Eine Schar Fotografen, Reporter und Demonstranten drängten sich während eines "Free Julian Assange"-Protests am gestrigen Dienstag um einen drei Meter hohen Vogelkäfig vor Londons zentralem Strafgerichtshof, dem Old Bailey. Darin: die 79-jährige Modedesignerin Dame Vivienne Westwood in einem knallgelben Hosenanzug. "Ruhe bitte!" ruft sie ins Megafon. Und dann: "Ich bin Julian Assange. Ich bin der Kanarienvogel im Kohlebergwerk!"
Was für nicht englischsprachige Menschen erst einmal rätselhaft klingt, ist eine alte englische Redensart. Kanarienvögel wurden früher wegen ihrer Empfindlichkeit gegenüber Sauerstoffmangel und giftigen Gasen in die Zechen mitgenommen.
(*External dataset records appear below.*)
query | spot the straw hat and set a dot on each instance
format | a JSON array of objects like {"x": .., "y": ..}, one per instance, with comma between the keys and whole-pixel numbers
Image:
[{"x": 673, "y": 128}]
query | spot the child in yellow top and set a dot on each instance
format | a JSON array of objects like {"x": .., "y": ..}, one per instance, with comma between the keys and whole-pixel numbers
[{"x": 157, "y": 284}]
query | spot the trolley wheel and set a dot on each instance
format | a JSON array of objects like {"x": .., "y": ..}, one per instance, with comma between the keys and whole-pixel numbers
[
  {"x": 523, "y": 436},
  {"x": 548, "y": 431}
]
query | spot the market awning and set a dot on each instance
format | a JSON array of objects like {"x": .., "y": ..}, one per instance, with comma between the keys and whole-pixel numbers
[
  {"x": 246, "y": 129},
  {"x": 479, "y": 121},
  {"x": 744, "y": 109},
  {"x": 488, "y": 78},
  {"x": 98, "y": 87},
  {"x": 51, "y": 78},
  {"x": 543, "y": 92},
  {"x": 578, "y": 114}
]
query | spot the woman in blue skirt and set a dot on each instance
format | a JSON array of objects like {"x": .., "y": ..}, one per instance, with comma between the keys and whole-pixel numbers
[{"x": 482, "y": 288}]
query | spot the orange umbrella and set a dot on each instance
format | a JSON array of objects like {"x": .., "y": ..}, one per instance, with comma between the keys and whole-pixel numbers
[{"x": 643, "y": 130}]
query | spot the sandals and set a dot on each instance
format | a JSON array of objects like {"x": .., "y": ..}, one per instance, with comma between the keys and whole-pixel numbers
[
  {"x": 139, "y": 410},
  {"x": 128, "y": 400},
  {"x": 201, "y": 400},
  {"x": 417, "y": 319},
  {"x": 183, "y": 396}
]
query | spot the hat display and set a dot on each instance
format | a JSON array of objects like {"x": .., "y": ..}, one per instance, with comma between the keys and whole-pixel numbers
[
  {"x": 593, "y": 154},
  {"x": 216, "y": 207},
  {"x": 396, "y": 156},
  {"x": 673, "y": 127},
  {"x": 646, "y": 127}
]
Starb der Vogel, so wussten die Arbeiter, dass sie die Mine besser verlassen sollten. Ein canary in the coal mine ist also jemand, dessen Empfindlichkeit gegenüber widrigen Bedingungen es zu einem Indikator für solche Zustände macht. Und für Vivienne Westwood ist Assange eben genau das – ein Frühwarnsystem für Gefahr.
"Das Schlimmste, was der Welt passieren kann"
Der Kanarienvogel sei bereits halb vergiftet durch die Korruption des Rechtssystems durch die Regierung, trotzdem habe es ein Großteil der Weltbevölkerung noch nicht verstanden. "Wir haben keine Zeit zu verlieren", proklamierte Westwood, die als Punk-Ikone und politische Aktivistin ebenso bekannt ist wie als Couturier der Stars. "Wenn Julian nach Amerika geschickt wird, ist das das Schlimmste, was der Welt in puncto Gerechtigkeit und Redefreiheit passieren könnte. Das könnte jedem Journalisten passieren."
Julian Assange, der mit seiner Plattform Wikileaks unter anderem Kriegsverbrechen der US-Armee öffentlich gemacht hatte, sitzt nach sieben Jahren Asyl in der ecuadorianischen Botschaft in London seit April 2019 im britischen Hochsicherheitsgefängnis Belmarsh - eine Tatsache, die während der Corona-Pandemie nur noch wenig öffentliche Aufmerksamkeit bekam. Ihm wird vorgeworfen, 2012 gegen Kautionsauflagen verstoßen zu haben. Die USA fordern seine Auslieferung und haben im Sommer 2019 das dazugehörige Verfahren eingeleitet. Dort drohen ihm eine Anklage, unter anderem wegen Spionage, und bis zu 175 Jahre Haft. Am 7. September soll Assange zu einer Extraditionsanhörung erscheinen. Der Termin war wegen der Ausbreitung des Corona-Virus verschoben wurden. Schon voriges Jahr protestierten weltweit Künstler und Intellektuelle für Julian Assange, darunter auch Ai Weiwei in Berlin.